Does the Noise in My Head Bother You?
Page 17
Speaking of meat, I found out years later (through a crew member confessional) that when the techs would get pissed off at the band, they’d wipe their ass with the bologna and put it back on the deli tray. Come to think of it, I always thought the bologna on tour had an anal tinge.
Being on tour with Jeff Beck was one of the highlights of my career. One time we were performing in Chicago at Comiskey Park and Jeff Beck came out and played “Train Kept a-Rollin’ ” with us. It was incredible. Then the stage manager comes running right out onstage and yells, “You’re burning the building down!” We thought he meant that the band was on fire. Joe and Brad have been known to rip some pretty hot leads. But the building was really burning. The asphalt and tar on the roof caught fire and the place was going up in flames. That night, we burned the house down . . . twice.

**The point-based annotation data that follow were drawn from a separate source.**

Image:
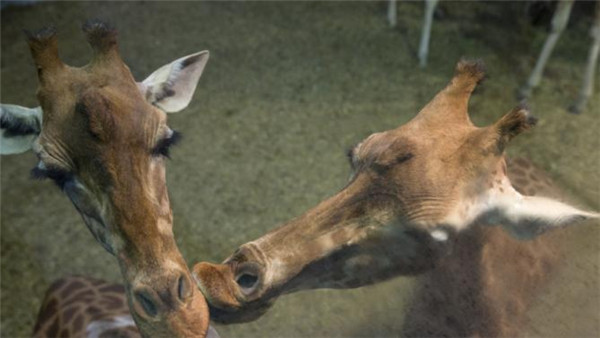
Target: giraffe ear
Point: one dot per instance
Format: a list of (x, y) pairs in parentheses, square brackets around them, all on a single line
[(172, 86), (526, 217), (19, 126)]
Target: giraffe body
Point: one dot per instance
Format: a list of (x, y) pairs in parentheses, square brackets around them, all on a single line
[(103, 139), (79, 306), (430, 198)]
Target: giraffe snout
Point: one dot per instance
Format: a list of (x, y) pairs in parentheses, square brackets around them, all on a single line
[(155, 299)]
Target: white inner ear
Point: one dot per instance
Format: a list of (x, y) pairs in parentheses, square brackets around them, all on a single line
[(172, 86), (524, 217), (16, 144)]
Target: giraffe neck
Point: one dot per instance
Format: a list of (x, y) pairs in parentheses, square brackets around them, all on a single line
[(489, 279)]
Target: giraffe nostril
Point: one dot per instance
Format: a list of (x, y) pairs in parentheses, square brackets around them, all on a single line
[(247, 281), (147, 304), (183, 288)]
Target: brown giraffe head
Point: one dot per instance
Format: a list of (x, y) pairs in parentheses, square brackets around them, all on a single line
[(104, 140), (411, 188)]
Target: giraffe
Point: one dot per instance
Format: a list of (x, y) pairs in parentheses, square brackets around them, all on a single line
[(419, 196), (103, 139), (559, 23), (78, 306)]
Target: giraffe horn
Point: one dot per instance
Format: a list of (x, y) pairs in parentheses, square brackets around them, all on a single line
[(44, 49), (518, 120), (451, 103), (102, 37)]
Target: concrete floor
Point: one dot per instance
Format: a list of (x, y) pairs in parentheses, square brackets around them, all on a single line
[(288, 88)]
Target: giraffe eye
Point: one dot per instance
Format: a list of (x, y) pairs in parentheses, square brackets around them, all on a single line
[(164, 145), (58, 175), (350, 156)]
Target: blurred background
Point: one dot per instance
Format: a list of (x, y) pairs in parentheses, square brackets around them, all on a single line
[(288, 88)]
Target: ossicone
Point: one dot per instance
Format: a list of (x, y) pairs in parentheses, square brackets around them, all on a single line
[(44, 48)]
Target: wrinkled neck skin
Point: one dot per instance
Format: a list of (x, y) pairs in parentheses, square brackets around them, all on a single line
[(139, 220), (352, 239)]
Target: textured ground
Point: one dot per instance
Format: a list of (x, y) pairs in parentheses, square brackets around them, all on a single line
[(288, 88)]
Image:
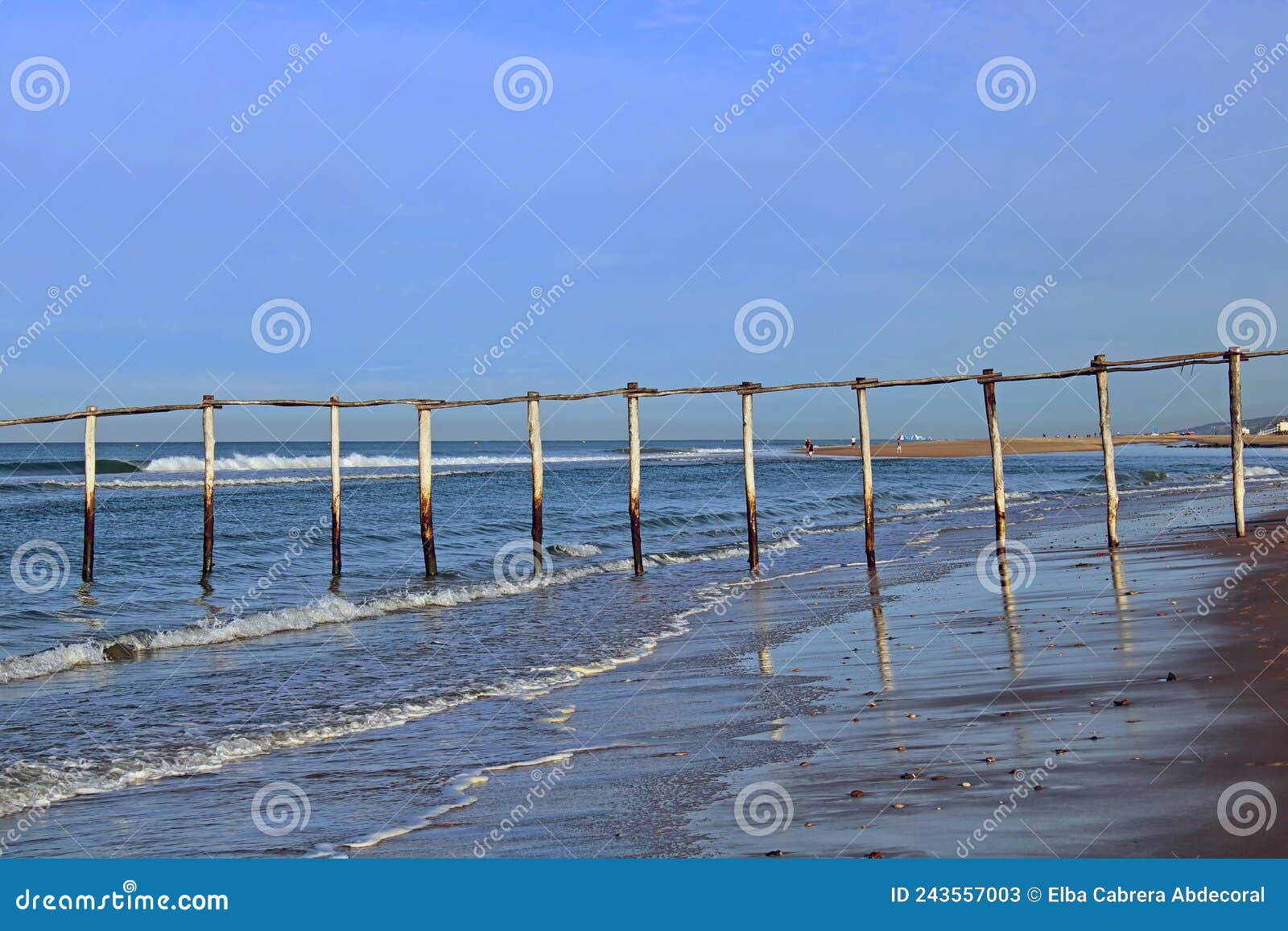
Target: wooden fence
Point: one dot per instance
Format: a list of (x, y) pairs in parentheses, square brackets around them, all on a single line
[(1099, 369)]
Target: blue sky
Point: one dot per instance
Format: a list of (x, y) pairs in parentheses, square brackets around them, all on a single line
[(869, 191)]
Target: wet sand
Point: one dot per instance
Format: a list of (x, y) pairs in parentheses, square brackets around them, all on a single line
[(934, 698), (1064, 682), (1027, 446)]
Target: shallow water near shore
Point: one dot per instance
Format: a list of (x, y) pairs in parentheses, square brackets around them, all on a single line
[(409, 711)]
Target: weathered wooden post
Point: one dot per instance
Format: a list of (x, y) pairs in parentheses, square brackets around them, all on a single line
[(90, 476), (539, 480), (1107, 443), (1236, 435), (427, 497), (995, 443), (335, 486), (869, 528), (633, 430), (208, 437), (749, 476)]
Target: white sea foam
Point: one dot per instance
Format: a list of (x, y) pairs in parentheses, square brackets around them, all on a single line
[(27, 783), (459, 793), (328, 609)]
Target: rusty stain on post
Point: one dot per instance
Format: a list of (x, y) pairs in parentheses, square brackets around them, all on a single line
[(1107, 442), (90, 476), (427, 496), (539, 480), (633, 430), (208, 437), (869, 529), (749, 476), (1236, 437), (335, 487), (995, 443)]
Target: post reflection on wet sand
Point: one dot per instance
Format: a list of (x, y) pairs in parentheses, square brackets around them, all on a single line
[(1010, 615), (882, 639)]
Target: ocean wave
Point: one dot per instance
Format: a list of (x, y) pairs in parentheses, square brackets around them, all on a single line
[(26, 783), (105, 467), (296, 463), (923, 505), (328, 609), (576, 550)]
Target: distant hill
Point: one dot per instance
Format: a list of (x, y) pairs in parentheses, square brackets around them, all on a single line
[(1253, 424)]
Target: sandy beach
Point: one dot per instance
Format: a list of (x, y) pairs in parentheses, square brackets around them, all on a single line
[(1028, 446), (897, 712)]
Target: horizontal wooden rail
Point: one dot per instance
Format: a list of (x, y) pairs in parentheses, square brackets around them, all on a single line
[(1148, 365), (989, 379)]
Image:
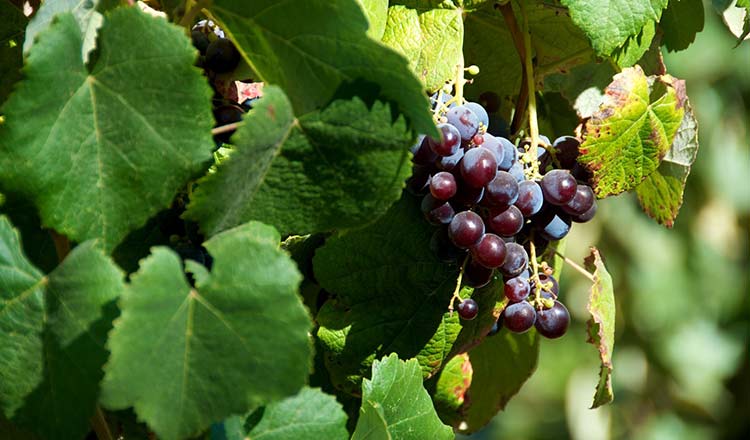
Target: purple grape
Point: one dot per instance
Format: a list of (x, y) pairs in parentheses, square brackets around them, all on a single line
[(466, 229), (517, 289), (489, 251), (443, 186), (558, 187), (478, 167), (505, 223), (449, 143), (553, 323), (530, 198), (502, 190), (519, 317), (468, 309), (465, 120)]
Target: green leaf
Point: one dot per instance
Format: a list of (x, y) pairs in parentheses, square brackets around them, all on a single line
[(243, 319), (100, 151), (501, 365), (396, 405), (609, 24), (601, 325), (52, 333), (660, 195), (310, 413), (333, 169), (11, 37), (312, 48), (85, 13), (391, 295), (429, 36), (680, 22), (632, 131)]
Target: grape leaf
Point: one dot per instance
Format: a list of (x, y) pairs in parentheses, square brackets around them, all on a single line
[(11, 36), (601, 325), (243, 319), (312, 48), (52, 333), (100, 151), (337, 168), (680, 22), (310, 413), (429, 37), (501, 365), (660, 195), (631, 132), (83, 10), (396, 405), (609, 24), (391, 295)]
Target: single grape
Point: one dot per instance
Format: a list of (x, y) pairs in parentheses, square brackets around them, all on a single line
[(478, 167), (558, 187), (468, 309), (581, 202), (516, 260), (502, 190), (489, 251), (443, 185), (553, 323), (466, 229), (517, 289), (530, 198), (519, 317), (505, 222), (465, 120), (222, 56), (449, 142)]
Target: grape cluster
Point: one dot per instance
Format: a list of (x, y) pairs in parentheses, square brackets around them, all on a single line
[(494, 206)]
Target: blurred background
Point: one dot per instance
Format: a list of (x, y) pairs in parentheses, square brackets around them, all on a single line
[(681, 368)]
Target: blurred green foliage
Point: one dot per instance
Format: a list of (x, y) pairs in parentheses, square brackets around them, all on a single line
[(681, 368)]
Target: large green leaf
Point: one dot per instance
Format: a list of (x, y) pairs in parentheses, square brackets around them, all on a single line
[(310, 413), (391, 295), (661, 193), (337, 168), (609, 24), (52, 333), (314, 47), (429, 36), (12, 27), (601, 325), (631, 132), (184, 357), (100, 150), (395, 405)]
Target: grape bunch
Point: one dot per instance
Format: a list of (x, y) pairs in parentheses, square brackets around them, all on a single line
[(496, 204)]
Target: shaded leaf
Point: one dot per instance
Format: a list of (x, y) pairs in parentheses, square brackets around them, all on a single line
[(172, 340)]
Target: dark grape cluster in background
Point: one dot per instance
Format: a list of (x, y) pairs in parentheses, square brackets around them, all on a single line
[(489, 203)]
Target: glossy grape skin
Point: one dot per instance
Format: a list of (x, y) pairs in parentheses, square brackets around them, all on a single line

We always knew that our old manager, Frank Connally, was hooked up with some shady characters. But now Frank’s old business partners were coming home to roost. A big boxing promoter (we’ll call him “Tony Marooka”) claimed he wasn’t getting his share and came to collect. “Frank told me I’d be taken care of,” he said. “I’ll break fuckin’ Steven Tyler’s legs if you don’t do right by me.” David Krebs went into the Celtics dressing room with Marooka and there was a powwow. Krebs took care of it by laying some dead presidents on him. I had no idea this was going on; one of those rare transactions where I was glad to be out of the loop.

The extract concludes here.